Prometheus Labels: Understanding and Best Practices

Prometheus labels are the backbone of powerful monitoring and querying. This guide explains what labels are, why they matter, and how to use them effectively with PromQL to gain deep insights from your metrics.

In observability, Prometheus is a well-known tool amongst SREs and engineers alike. What makes Prometheus so effective is the labels Prometheus implements, which provide context to its metrics and facilitate operations such as filtering and aggregations.

New to Prometheus? Learn how it works and why it’s critical for observability in our beginner-friendly guide.

By the end of this post, you’ll understand what Prometheus labels are, why they matter and how you can use them. We’ll also learn some Prometheus labels best practices that you can use to make the most out of Prometheus labels and supercharge your observability.

Table of Contents

🔍Want to know how Prometheus works? Discover how Prometheus collects, stores, and queries metrics efficiently.

Anatomy of a Prometheus Metric

Each Prometheus metric is composed of the following components:

Metric Name: Description of what metric is being measured
Prometheus Metric Labels: Key-value pairs that add context to the metric
Value: The measurement value itself
Timestamp: Point in time that indicates the exact moment the metric was recorded

Let’s understand the anatomy of a typical Prometheus metric using a Prometheus labels example. Consider the following Prometheus time series:

http_requests_total{method="POST", endpoint="/login", status="200"} 1024

In the above time series, http_requests_total is the metric name. It’s self-explanatory in it’s purpose, as it measures the number of HTTP requests made over a specific period. Then, we have the Prometheus metric labels with their key-value pairs:

Method, POST
Endpoint, /login
Status, 200

Finally, we have the timestamp with value 1024. As you can see, the labels give a more well-rounded meaning to the metric.

Why Labels Matter in Prometheus

Consider the Prometheus time series in the previous section. What if we removed all the labels from it? This is what it would look like:

http_requests_total 1024

We can see this metric and understand what it means, but there’s still so much to unravel. What kind of requests is this metric measuring? How is this metric correlated to your service or backend in general? Does it tell me all the successful requests, redirects or failures?

Prometheus labels offer immense value by providing more granular context for the metric. They enrich your metrics with contextual metadata, improving visibility across services and environments.

They also help differentiate between two metrics with the same name.

http_requests_total{method="POST", endpoint="/login", status="200"} 1024

The above label, as seen previously, measures HTTP POST requests made to the /login endpoint that respond with a status code of 200.

http_requests_total{method="GET", endpoint="/auth-token", status="400"} 1024

On the other hand, the above label measures HTTP GET requests made to the /auth-token endpoint that respond with a status code of 400.

If you were to remove labels from both the metrics, you’d be unable to tell them apart.

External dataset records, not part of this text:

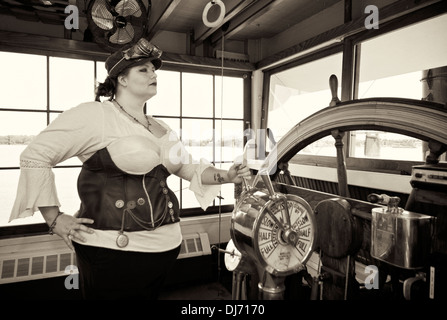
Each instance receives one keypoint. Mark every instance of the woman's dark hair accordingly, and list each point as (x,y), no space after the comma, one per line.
(106,88)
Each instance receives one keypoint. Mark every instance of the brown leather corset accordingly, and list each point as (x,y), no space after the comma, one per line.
(116,200)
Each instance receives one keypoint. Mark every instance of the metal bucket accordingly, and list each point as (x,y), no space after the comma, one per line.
(402,239)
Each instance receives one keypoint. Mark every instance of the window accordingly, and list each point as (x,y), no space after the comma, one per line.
(209,124)
(297,93)
(39,87)
(392,65)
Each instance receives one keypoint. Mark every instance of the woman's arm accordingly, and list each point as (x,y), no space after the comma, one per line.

Moreover, Prometheus labels are used for PromQL aggregations like grouping and filtering. We’ll see them in action later.

How PromQL Uses Labels

Prometheus employs its query language, called PromQL, which you can use to generate queries on top of your metrics. You can also use PromQL extensively for visually understanding your observability patterns through custom dashboards.

Here are some of the common examples of where PromQL leverages Prometheus labels for its queries. We’ll explore these in detail and understand how they can be useful in the coming sections:

Basic Filtering

rate(http_requests_total{status="500"}[5m])

The above query calculates how many HTTP requests have a status code 500 in the last 5 minutes. Using PromQL, we filter the metric to focus only on failed requests, to quickly spot error spikes without being distracted by successful requests.

Combining Multiple Filters

rate(http_requests_total{method="POST", endpoint="/api/login"}[5m])

The above query measures how many POST requests were sent to the endpoint “/api/login” in one second over the last 5 minutes. We’ve combined the two label filters (method and endpoint) to precisely target a critical authentication pathway in our application.

Grouping

sum by (method) (rate(http_requests_total[5m]))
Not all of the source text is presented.